The “lack of pharmacist recognition as a provider by third-party payers, including Medicare, has limited the number and types of services pharmacists can provide, even though they are fully qualified to do so,” Anderson said. “The adoption of policies and legislation to increase access to much-needed services for underserved Americans, such as … the Pharmacy and Medically Underserved Areas Enhancement Act, would allow Medicare Part B to utilize pharmacists to their full capability by providing those underserved beneficiaries with services not currently reaching them.”
Among the nation’s pharmacy leaders, the bill is perhaps better known simply as provider status legislation. Why?
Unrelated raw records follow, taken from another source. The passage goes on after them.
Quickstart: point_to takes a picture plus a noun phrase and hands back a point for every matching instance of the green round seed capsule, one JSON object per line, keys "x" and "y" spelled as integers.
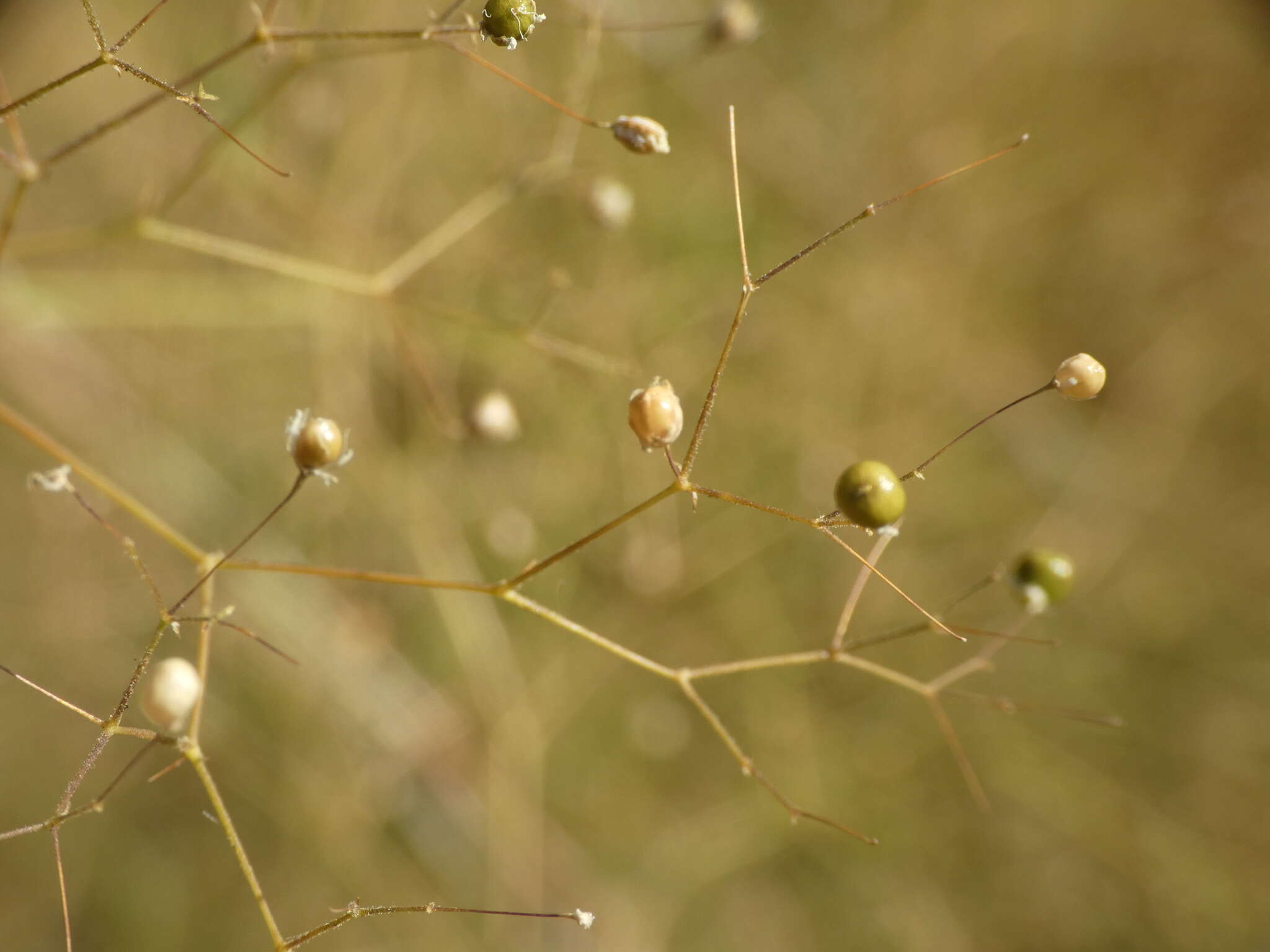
{"x": 870, "y": 494}
{"x": 1044, "y": 570}
{"x": 508, "y": 20}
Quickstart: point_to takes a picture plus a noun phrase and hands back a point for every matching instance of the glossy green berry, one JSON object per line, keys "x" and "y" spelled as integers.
{"x": 506, "y": 22}
{"x": 870, "y": 494}
{"x": 1043, "y": 576}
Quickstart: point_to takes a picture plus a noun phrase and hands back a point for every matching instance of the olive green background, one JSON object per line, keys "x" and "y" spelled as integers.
{"x": 441, "y": 747}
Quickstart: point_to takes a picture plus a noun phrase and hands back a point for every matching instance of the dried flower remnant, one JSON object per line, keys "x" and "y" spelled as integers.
{"x": 507, "y": 22}
{"x": 732, "y": 23}
{"x": 1042, "y": 576}
{"x": 316, "y": 444}
{"x": 171, "y": 692}
{"x": 642, "y": 135}
{"x": 1080, "y": 377}
{"x": 56, "y": 480}
{"x": 655, "y": 415}
{"x": 870, "y": 494}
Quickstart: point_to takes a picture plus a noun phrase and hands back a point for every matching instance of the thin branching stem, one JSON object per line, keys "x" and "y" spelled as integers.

It would confer professional status as healthcare providers on pharmacists who provide health services to seniors in need, putting them on roughly equal footing with other professional caregivers, such as nurse practitioners and physician assistants, as members of the modern, coordinated healthcare team.
“H.R. 592 and S. 314 would build on existing law that allow nurse practitioners and physician assistants to be reimbursed by Medicare by covering services delivered by pharmacists,” noted the Patient Access to Pharmacists’ Care Coalition, an advocacy group whose members include NACDS, the National Community Pharmacists Association, the National Consumers League, the National Rural Health Association and many other groups.
“Similar to the law for NPs and PAs,” added the advocacy group in a report, “the Pharmacy and Medically Underserved Areas Enhancement Act would limit rates to 80% or 85% of what would be paid to physicians, helping limit Medicare spending while improving access.”
Unleashing innovation in cost-effective care
Efforts to expand the pharmacist’s scope of practice have steadily gained traction in Congress. Prior to the end of the last session, H.R. 592 had drawn 264 Democratic and Republican co-sponsors in the House — more than 60% of the total membership — and 41 co-sponsors in the Senate.
Public support for elevated status for pharmacists also is solid. The most recent national opinion research poll from NACDS shows that more than 8-in-10 consumers are in favor of the bill.